So I asked my friend Google how to find a job. Google said I need something called a resume, which I thought was kinda like a pedigree and I don't have one of those. But my human said a resume is just a list of jobs you've had and things you're good at doing. I've never had a job before, but I am good at a few things:
- eating
- sleeping
- looking cute
- making humans happy
- being a pug
- getting my picture taken
- telling stories
I looked into it and found that food critics do most of their eating in restaurants, so I asked my human to take me to one. She said dogs aren't really allowed in restaurants, but I figured maybe if I wore a sweater or something I could blend in.
And it worked! Sort of.
I made it into the restaurant, was seated at a table and waited for someone to bring me something to eat. I waited. And waited. And waited some more. Lots of people AwWwed and told me I'm SOOOO cute, but no one ever brought me food. How can I become a food critic if I can't get served in restaurants??
Is there any job that pays just to be cute??
5 comments:
If there was a job that paid you just to be cute you would be a millionare!
You could be a model, Puglet, but my 12 year old says you have to be 'fierce', too. She says to check out America's Top Model for some posing and walking tips.
Lafayette Lola
Fierce? Like a nose-pinching lobster?
Hmmm. I'll have to ask Google about that.

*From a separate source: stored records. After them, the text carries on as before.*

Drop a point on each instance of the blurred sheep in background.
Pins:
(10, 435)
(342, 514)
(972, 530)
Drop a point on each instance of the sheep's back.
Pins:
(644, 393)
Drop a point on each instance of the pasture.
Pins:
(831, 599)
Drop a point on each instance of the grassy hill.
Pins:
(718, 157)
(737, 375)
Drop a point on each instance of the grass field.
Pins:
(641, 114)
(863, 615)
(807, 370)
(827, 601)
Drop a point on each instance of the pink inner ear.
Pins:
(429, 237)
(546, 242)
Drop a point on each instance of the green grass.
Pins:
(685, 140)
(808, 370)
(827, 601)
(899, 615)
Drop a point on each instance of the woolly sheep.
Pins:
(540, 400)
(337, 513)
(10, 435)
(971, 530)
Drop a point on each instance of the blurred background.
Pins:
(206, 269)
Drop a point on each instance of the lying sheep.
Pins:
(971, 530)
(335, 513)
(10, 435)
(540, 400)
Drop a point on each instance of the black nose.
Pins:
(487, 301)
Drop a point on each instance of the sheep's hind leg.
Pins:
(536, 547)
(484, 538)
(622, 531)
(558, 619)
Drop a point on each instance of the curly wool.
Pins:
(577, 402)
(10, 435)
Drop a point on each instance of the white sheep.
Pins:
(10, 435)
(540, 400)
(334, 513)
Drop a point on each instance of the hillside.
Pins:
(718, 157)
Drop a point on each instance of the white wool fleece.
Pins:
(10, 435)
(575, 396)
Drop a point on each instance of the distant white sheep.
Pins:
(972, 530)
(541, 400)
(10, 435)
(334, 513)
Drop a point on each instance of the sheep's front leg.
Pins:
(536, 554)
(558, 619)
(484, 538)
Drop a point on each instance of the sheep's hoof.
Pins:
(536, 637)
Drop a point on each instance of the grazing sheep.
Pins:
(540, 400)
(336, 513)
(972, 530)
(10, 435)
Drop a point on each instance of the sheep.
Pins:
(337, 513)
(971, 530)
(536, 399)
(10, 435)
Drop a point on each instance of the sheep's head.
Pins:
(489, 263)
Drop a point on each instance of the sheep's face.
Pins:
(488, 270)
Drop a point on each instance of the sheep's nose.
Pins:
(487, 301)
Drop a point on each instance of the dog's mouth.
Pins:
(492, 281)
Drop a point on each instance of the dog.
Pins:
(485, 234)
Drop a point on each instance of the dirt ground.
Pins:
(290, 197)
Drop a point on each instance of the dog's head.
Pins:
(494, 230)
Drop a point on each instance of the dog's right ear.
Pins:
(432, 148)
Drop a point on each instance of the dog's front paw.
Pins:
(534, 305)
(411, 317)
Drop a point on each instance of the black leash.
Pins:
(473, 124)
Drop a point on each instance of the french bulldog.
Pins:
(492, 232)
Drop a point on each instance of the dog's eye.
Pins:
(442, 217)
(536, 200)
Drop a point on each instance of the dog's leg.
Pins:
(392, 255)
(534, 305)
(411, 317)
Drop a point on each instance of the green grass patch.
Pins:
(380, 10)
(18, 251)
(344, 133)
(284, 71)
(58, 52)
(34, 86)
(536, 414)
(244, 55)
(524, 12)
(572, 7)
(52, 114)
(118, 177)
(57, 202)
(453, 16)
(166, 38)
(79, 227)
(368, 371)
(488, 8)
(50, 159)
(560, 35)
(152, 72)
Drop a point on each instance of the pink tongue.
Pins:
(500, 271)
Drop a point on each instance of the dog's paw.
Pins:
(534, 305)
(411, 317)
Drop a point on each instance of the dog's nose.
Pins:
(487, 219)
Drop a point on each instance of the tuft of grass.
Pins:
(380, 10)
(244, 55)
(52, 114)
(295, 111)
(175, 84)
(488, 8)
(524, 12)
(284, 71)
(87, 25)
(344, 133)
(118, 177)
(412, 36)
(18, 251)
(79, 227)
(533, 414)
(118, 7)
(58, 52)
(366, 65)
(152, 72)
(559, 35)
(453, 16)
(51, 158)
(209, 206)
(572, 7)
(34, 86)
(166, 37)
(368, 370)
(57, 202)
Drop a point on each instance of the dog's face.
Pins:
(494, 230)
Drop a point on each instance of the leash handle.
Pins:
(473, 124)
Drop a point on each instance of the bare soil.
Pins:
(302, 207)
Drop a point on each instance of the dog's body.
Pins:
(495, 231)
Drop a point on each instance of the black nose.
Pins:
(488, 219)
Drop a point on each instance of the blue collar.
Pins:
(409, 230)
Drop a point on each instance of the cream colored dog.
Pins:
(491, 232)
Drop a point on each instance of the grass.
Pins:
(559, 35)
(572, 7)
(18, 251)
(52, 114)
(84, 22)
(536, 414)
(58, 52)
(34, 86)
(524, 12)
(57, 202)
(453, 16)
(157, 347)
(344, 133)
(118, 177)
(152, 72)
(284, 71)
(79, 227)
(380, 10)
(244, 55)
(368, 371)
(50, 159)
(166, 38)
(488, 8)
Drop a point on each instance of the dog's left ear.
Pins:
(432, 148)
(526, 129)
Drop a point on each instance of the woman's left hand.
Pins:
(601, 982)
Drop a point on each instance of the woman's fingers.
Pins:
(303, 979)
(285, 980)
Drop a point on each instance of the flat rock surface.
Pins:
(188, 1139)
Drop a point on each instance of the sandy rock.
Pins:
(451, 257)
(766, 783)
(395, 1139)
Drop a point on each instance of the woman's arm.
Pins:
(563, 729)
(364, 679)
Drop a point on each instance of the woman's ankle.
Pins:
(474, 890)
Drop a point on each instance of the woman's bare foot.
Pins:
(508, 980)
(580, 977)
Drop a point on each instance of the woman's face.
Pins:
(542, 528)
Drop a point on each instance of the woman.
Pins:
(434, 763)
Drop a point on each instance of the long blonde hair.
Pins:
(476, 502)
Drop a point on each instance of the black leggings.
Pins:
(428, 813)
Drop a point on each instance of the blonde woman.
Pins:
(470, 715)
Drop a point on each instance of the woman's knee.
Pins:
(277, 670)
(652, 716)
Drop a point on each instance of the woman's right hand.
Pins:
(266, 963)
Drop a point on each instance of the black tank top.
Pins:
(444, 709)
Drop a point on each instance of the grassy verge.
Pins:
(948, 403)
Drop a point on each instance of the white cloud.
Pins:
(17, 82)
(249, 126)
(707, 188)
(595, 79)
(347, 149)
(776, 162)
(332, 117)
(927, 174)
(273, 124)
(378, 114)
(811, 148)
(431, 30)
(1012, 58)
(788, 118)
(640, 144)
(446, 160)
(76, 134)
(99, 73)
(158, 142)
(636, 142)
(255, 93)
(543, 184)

Oh Puglet, you are FIERCE - fiercely CUTE! Good luck on the job hunt buddy!
Puglet, you already are a model; look at all the great photos of you on your blog. You definitely know how to "strike a pose". See if you can get your human to put together a portfolio of some of your best pictures (which will be hard because there are so many!). Then send your photos to local and national agents that represent furry four-legged models like you. Before you know it, you'll be in the big leagues, like those dogs that I see on tv commercials, earning more biscuits than you'll know what to do with!